カトキ「首からかけるにせよ、ポケットに入れておくにせよ、必要なときにサッと手にして操作したい。ただのヒモだと思う人もいるかもしれませんが、携帯、携行するアイテムに人類はストラップを付ける習慣があるんです。何故ならあった方が便利だから」

――コンパクトデジカルカメラなんかでも、ちゃんとストラップの穴はついてますしね。サッと取り出してポンと使いたいデバイスに、ストラップ的なものがついているときの安心・安定感って、確かにありますね。

カトキ「ストラップのないカメラとか、ストップウォッチは使いづらいでしょうねぇ。あと、サバゲする人ならわかると思いますが、ストラップ(スリング)のないライフルっていうのも考えられない。財布にウォレットチェーンをつける人も多いのに、なぜかスマホではスルーされることが多い。だから、その辺からの発想でスマホケースで遊んでみようというのが今回のデザインです」

――なるほど。ミリタリーモチーフは、そこからの逆算でもあるんですね。確かに頑丈なストラップがついてます。

カトキ「もちろん、僕がミリタリー系のデザインが好きだからでもありますけどね(笑)。既存のモジュールを組み合わせて遊ぶこともできますし、これなら自分でも使いたいですから」

実際に背面のレールに、サバゲー用に市販されているモジュールを装着して楽しむこともできる。
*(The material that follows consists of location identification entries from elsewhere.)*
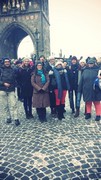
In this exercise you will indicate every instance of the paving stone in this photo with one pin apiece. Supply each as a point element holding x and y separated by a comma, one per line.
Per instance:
<point>66,150</point>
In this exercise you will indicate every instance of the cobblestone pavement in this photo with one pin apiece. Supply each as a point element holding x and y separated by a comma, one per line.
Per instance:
<point>55,150</point>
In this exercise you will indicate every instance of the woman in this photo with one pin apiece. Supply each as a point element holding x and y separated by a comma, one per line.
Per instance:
<point>61,87</point>
<point>40,83</point>
<point>91,92</point>
<point>24,75</point>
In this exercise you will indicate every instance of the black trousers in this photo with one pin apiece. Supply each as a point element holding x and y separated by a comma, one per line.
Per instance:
<point>52,101</point>
<point>73,99</point>
<point>41,113</point>
<point>27,103</point>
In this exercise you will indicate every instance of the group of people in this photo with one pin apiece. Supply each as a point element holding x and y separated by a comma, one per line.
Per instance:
<point>45,83</point>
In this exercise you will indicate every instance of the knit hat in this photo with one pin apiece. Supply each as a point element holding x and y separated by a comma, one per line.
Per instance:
<point>91,61</point>
<point>39,63</point>
<point>74,58</point>
<point>82,61</point>
<point>58,63</point>
<point>5,59</point>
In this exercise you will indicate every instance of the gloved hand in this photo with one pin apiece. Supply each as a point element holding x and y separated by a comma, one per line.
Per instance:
<point>41,91</point>
<point>50,72</point>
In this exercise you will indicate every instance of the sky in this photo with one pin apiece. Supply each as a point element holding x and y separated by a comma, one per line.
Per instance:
<point>75,27</point>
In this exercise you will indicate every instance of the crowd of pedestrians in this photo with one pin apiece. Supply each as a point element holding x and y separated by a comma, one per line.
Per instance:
<point>50,83</point>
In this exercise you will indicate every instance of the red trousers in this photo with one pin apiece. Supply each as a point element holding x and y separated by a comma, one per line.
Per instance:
<point>62,100</point>
<point>97,105</point>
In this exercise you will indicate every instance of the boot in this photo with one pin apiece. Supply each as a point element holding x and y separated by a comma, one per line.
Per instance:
<point>59,114</point>
<point>62,111</point>
<point>76,113</point>
<point>17,122</point>
<point>97,118</point>
<point>9,120</point>
<point>88,116</point>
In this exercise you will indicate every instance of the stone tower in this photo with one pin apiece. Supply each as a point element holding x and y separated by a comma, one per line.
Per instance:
<point>20,18</point>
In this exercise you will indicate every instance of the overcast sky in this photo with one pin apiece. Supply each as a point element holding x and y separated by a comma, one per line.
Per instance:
<point>75,27</point>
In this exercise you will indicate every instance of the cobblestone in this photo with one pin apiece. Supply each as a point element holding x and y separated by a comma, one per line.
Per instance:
<point>55,150</point>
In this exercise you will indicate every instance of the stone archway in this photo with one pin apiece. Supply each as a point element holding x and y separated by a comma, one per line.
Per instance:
<point>11,37</point>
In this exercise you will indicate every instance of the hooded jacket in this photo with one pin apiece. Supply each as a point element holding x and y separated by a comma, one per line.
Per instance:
<point>7,75</point>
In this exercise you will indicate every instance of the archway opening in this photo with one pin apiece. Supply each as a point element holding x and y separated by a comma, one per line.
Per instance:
<point>25,48</point>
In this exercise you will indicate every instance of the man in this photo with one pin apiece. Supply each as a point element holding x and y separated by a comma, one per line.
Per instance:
<point>50,71</point>
<point>73,80</point>
<point>7,91</point>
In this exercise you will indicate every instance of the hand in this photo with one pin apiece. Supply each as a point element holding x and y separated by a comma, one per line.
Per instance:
<point>41,91</point>
<point>7,84</point>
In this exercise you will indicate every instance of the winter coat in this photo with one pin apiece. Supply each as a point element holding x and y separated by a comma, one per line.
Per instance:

少しゴツめのライトをつければミリタリーテイストMAXに

ベースはiPhone 6sで決定!

――カラバリも含めていくつかの試作品をポリエステルで作っていただいています。

カトキ「普段関わっているプラモデルなどの開発でもそうなんですが、こういったプロダクトデザインの場合、僕の経験上、イメージ画の段階から実際に試作品を作ってしまって、そこから細かい修正を加えていく方が早くて確実です」

――スタッフとのイメージ共有という点でもメリットはありますね。ところで初号機と二号機では、コンセプトは同じようですが、デザインはだいぶ違って見えます。

カトキ「初号機から改良して二号機をデザインしたというわけではなくて、並行していくつかの方向性を考えました。当初はどのスマホになるかも決定していませんでしたからね」

――そして「RAILcase/ts[Prod.Ka]」はiPhone 6s用ということに決まりました。二号機はiPhone 6用にデザインされていますね。

カトキ「スマホのサイズやディテールが違うと、ケースデザインの処理も変わってきます。iPhone 6は薄いので、極力、ごつくしたくない。iPhone 6sでも、基本的にはこのデザインの方向で進める予定です」

――3Dプリンターでの出力は、普段のお仕事で経験はありますか?

カトキ「プラモデルの試作品は3Dプリンターで出力します。ただし、プラモデルの場合は、最終的な製品は金型で成形するので、それぞれのパーツは金型からの”抜き方向”などをあらかじめ考慮する必要があります。今回は3Dプリンターでの出力なので、デザインの自由度が高く、複雑な造形にチャレンジができます」

――今回のコンセプトモデルの製作は、自由度の高い3Dプリンターでの出力がひとつのポイントになってくると思います。そのあとの展開は、まだ決まっていないんです。スイマセン……。

カトキ「製品化できたら面白いですけどね(笑)」

現在、試作の製作は順調に進んでおり、これからいよいよDMM.comによる3Dプリンターでの出力のための準備段階へと進む。完成品となるコンセプトモデルについての詳細も併せて記事化していくので、しばしお待ちいただきたい。